Pelas regras atuais, quem trabalha com agentes nocivos à saúde pode se aposentar aos 15, 20 ou 25 anos de contribuição, conforme o setor. No caso de deficientes, o tempo depende do grau do problema: se for deficiência leve são 33 anos; moderada, 29 anos; e grave, 25 anos. O tempo de recolhimento para a maioria dos trabalhadores é de 35 anos (homem) e 30 anos (mulher).

 

CONVERGÊNCIA DE REGRAS

Assim que a PEC for aprovada, o governo pretende detalhar o que são agentes nocivos e seus efeitos à saúde do trabalhador, para calibrar melhor as regras. Portanto, a idade mínima e o tempo de contribuição podem variar de acordo com a atividade. Pela proposta, a diferença entre os demais trabalhadores terá de ser de no máximo dez anos, na idade, e de cinco anos, no tempo de contribuição.

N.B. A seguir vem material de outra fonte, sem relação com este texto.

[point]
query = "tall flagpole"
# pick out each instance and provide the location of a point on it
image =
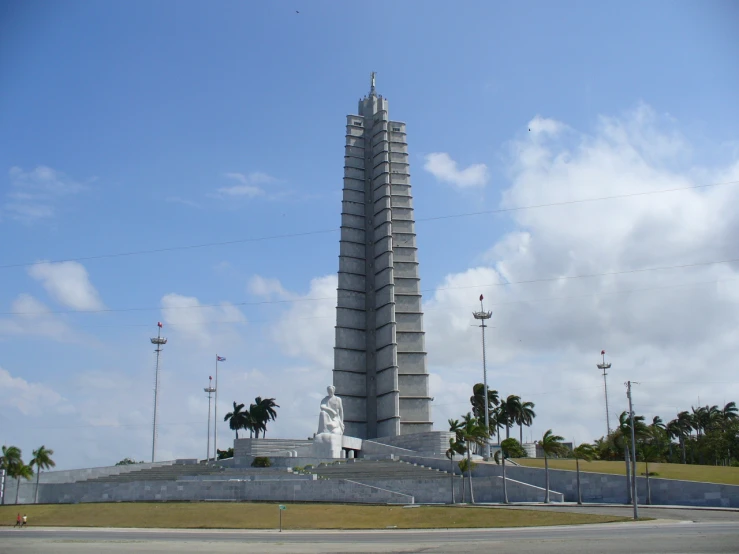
(215, 418)
(209, 390)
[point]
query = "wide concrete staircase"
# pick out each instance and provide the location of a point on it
(162, 473)
(377, 470)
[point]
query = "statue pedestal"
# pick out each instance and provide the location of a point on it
(327, 445)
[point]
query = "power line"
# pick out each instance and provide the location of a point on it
(325, 231)
(446, 309)
(477, 286)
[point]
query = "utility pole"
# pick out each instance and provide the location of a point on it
(483, 316)
(159, 341)
(633, 455)
(605, 366)
(210, 390)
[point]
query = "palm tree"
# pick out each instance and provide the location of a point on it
(42, 460)
(551, 445)
(24, 471)
(11, 457)
(455, 447)
(650, 452)
(237, 418)
(513, 412)
(730, 412)
(471, 433)
(263, 411)
(525, 417)
(585, 452)
(478, 404)
(624, 428)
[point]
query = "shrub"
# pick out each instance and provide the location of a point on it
(261, 461)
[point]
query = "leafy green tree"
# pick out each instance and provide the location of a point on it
(512, 449)
(21, 471)
(10, 458)
(552, 445)
(650, 452)
(237, 418)
(455, 448)
(586, 452)
(471, 433)
(42, 460)
(525, 417)
(262, 412)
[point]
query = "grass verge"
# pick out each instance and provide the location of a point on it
(687, 472)
(230, 515)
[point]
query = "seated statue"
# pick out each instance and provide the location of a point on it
(331, 418)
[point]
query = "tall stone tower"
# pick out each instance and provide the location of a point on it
(379, 358)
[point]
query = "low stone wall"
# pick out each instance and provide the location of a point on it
(283, 490)
(603, 487)
(485, 489)
(433, 442)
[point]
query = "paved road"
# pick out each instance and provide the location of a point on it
(676, 532)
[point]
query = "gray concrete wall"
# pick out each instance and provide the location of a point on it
(297, 490)
(433, 442)
(602, 487)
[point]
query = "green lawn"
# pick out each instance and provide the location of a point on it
(687, 472)
(231, 515)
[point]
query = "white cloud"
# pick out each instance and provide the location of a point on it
(68, 283)
(198, 322)
(307, 328)
(30, 398)
(544, 126)
(36, 193)
(248, 186)
(444, 168)
(267, 288)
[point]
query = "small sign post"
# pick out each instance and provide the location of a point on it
(282, 507)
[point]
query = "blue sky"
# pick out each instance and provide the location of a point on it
(136, 126)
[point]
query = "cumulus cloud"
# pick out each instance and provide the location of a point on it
(267, 288)
(31, 317)
(68, 283)
(34, 194)
(196, 321)
(248, 186)
(307, 328)
(30, 398)
(445, 169)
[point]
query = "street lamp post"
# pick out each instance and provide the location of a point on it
(210, 390)
(605, 366)
(159, 341)
(483, 316)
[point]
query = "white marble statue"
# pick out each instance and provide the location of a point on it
(331, 418)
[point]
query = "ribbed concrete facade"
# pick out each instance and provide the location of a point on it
(379, 358)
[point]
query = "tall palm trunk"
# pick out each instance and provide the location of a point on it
(505, 484)
(469, 476)
(451, 463)
(628, 474)
(35, 496)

Segundo o secretário de Previdência, Marcelo Caetano, as mudanças nas aposentadorias especiais têm como principal objetivo a convergência de regras:

— É menos pelo impacto nas contas e mais pela harmonização das regras.

Segundo dados da Previdência, há no regime geral (INSS) 388 mil aposentados, que custam R$ 11,4 milhões por ano. Não há dados consolidados no sistema de aposentadoria dos servidores públicos.

Para policiais militares e bombeiros, excluídos da PEC e que também têm aposentadoria especial, a orientação do governo federal é que os governadores façam um pedido conjunto ao relator da proposta na comissão especial que vai tratar do tema, deputado Arthur Maia (PPSBA), para incluir a categoria nas mudanças. Eles foram retirados da PEC na última hora.

 

Jony Reifman, 56 anos

O dentista Jony Reifman, de 56 anos, esteve na agência do INSS do Centro do Rio para obter informações atualizadas sobre suas contribuições e agora vai buscar a ajuda de um especialista para tomar a melhor decisão: se pede aposentadoria agora ou se espera pelas regras de transição. Ele começou a trabalhar aos 18 anos, ajudando o pai numa clínica de odontologia, e diz que o trabalho de dentista inclui periculosidade, pelo contato constante com raios-X, mas teme que, com as novas regras, não consiga se aposentar tão cedo. “Quero fugir desse barco naufragando. Vou estudar se é melhor pedir agora a aposentadoria ou se vou perder renda”, diz Reifman, que, mesmo após a aposentadoria, pretende continuar trabalhando.

Dúvida

Como será o cálculo da minha remuneração?

Resposta

Caso se aposente após a promulgação da reforma, a aposentadoria de Jony Reifman seguirá as novas regras para cálculo do benefício: 51% do valor, mais um ponto percentual por ano de contribuição.

 

Fernanda Lourenço Campos, 58 anos

Com 23 anos de contribuição ao INSS e 58 anos de idade, Fernanda Lourenço Campos diz que as mudanças na previdência trouxeram incerteza para sua vida. Ela parou de contribuir em 2006, mas sempre teve a perspectiva de que poderia se aposentar aos 60 anos com uma renda de um salário mínimo. “Trabalho como autônoma, com shiatsu e acupuntura. Sabia que teria que continuar trabalhando depois de aposentada, mas achava que teria pelo menos um mínimo garantido. Agora, estou na incerteza”, lamenta.

Dúvida

Posso pedir a aposentadoria agora? Ou por quanto tempo mais terei que trabalhar para conseguir me aposentar?

Resposta

Trabalhadores a partir dos 50 anos, no caso de homens, e 45 anos, no caso de mulheres, serão enquadrados nas regras de transição. Com isso, devem pagar um “pedágio” de 50% sobre o tempo que falta para a aposentadoria na regra atual. No caso de Fernanda, faltariam dois anos para ela se aposentar por idade pelas regras atuais. Então, após a promulgação da reforma, em vez de esperar dois anos, ela terá de esperar três anos (dois+50%).

 

 

O globo, n. 30441, 10/12/2016. Economia, p. 25.